3 So werden beispielsweise die Adamczewski, Pottier, Picoche und Lafont behandelnden Unterkapitel dem Kapitel zu Guillaume zugeordnet. Festzuhalten ist, dass diese Filiation sich auf die Inhalte bezieht, nicht unbedingt darauf, dass es sich jeweils um Schüler eines Autors handelt. Es geht hier folglich um eine Fragestellung, wie sie im auch im Kontext der Forschung zu Diskurstraditionen oder zu Textserien verfolgt werden (cf. hierzu u.a. Schlieben-Lange 1996 und Haßler 2000).

4 So wird die einschlägige Monographie von Jost Trier (1931) mit dem Titel Des deutsches Wortschatz im Sinnbezirk des Verstandes zitiert, der Untertitel fehlt völlig.

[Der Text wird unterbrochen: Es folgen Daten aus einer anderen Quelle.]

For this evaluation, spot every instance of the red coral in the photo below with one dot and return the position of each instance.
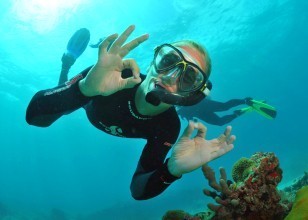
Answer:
(255, 198)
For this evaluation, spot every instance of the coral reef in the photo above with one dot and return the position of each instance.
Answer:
(253, 197)
(179, 215)
(300, 207)
(242, 168)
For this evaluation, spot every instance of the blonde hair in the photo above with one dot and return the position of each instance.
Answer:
(201, 49)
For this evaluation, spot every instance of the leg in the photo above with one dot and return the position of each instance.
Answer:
(67, 62)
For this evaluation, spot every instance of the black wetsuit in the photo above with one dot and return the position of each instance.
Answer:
(117, 115)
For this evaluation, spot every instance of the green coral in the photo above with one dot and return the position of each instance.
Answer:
(241, 169)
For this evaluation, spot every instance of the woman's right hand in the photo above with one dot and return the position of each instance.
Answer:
(104, 78)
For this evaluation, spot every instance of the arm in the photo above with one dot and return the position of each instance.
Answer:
(48, 105)
(152, 176)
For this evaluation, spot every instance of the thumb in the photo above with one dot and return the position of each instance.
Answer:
(130, 82)
(189, 129)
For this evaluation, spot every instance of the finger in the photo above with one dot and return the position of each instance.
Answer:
(122, 38)
(228, 131)
(106, 43)
(132, 65)
(189, 129)
(225, 136)
(201, 130)
(231, 139)
(223, 174)
(222, 151)
(133, 44)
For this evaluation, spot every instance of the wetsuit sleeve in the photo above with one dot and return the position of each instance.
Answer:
(47, 106)
(152, 176)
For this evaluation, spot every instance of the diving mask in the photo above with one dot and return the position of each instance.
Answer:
(192, 82)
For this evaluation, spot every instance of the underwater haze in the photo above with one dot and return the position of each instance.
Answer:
(258, 49)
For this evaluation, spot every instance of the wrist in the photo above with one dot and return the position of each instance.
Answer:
(172, 168)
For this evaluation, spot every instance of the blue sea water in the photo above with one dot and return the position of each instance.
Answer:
(258, 49)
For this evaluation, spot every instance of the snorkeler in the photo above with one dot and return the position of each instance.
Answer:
(120, 101)
(206, 110)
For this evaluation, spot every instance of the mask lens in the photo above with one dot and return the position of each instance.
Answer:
(170, 61)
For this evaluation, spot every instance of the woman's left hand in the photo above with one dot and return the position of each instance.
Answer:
(191, 153)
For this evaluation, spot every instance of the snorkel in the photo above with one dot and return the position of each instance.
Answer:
(159, 94)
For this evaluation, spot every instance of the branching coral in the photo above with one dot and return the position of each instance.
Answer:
(255, 197)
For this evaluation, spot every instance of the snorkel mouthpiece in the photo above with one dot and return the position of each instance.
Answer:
(158, 95)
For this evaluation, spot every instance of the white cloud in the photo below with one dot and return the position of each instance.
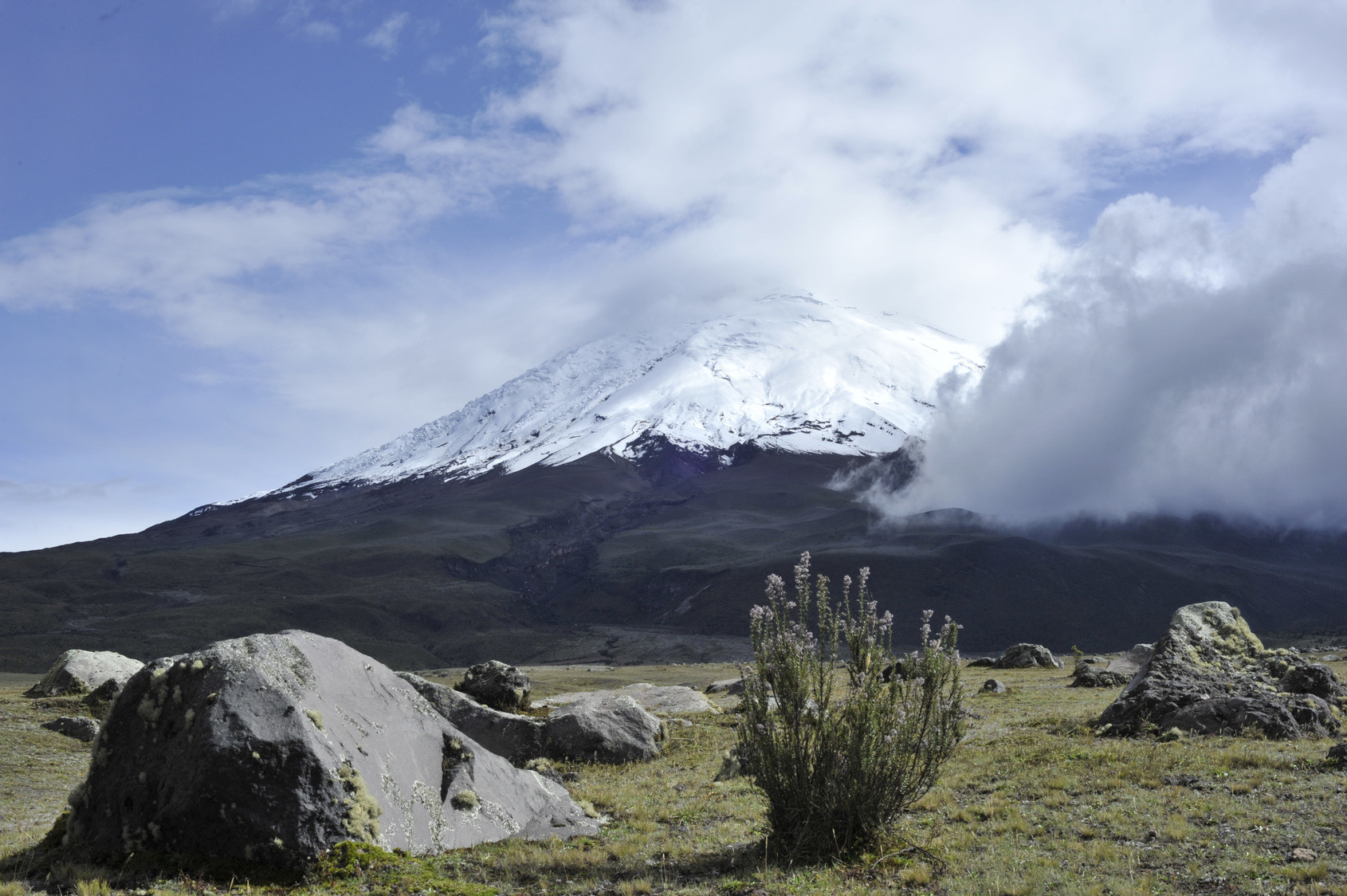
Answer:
(1175, 365)
(663, 159)
(384, 38)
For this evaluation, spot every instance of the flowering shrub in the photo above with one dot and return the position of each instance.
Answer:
(841, 756)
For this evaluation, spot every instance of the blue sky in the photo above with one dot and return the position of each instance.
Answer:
(242, 239)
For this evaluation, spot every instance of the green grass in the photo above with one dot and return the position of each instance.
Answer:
(1032, 804)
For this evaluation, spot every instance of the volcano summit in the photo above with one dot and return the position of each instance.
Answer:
(624, 501)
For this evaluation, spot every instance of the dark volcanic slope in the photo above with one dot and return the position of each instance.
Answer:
(430, 574)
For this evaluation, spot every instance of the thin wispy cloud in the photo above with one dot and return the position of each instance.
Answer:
(384, 38)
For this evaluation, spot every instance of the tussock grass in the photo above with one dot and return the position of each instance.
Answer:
(1031, 804)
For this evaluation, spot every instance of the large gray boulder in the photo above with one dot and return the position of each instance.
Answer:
(84, 671)
(1027, 656)
(1212, 675)
(599, 726)
(605, 729)
(516, 737)
(273, 748)
(496, 685)
(655, 698)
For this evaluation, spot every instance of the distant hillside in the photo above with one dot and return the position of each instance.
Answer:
(554, 562)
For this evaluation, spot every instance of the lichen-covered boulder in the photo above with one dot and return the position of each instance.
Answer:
(516, 737)
(1212, 675)
(496, 685)
(605, 729)
(85, 671)
(1027, 656)
(273, 748)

Dies scheint auch bei Unkenntnis der Sprache vermeidbar, wenn man bedenkt, dass der vollständige Titel selbst bei Wikipedia richtig zitiert wird.

5 Im Hinblick auf den einleitend postulierten Schwerpunkt auf der frankophonen Perspektive ist es erstaunlich, dass hier Wierzbicka ausführlich besprochen wird, während sowohl Coseriu als auch Hjelmslev weitgehend ausgeklammert und Wortfeld und Semanalyse nur am Rande angesprochen werden. Dies liegt vermutlich in der Andersartigkeit der Fragestellung von Wierbicka begründet.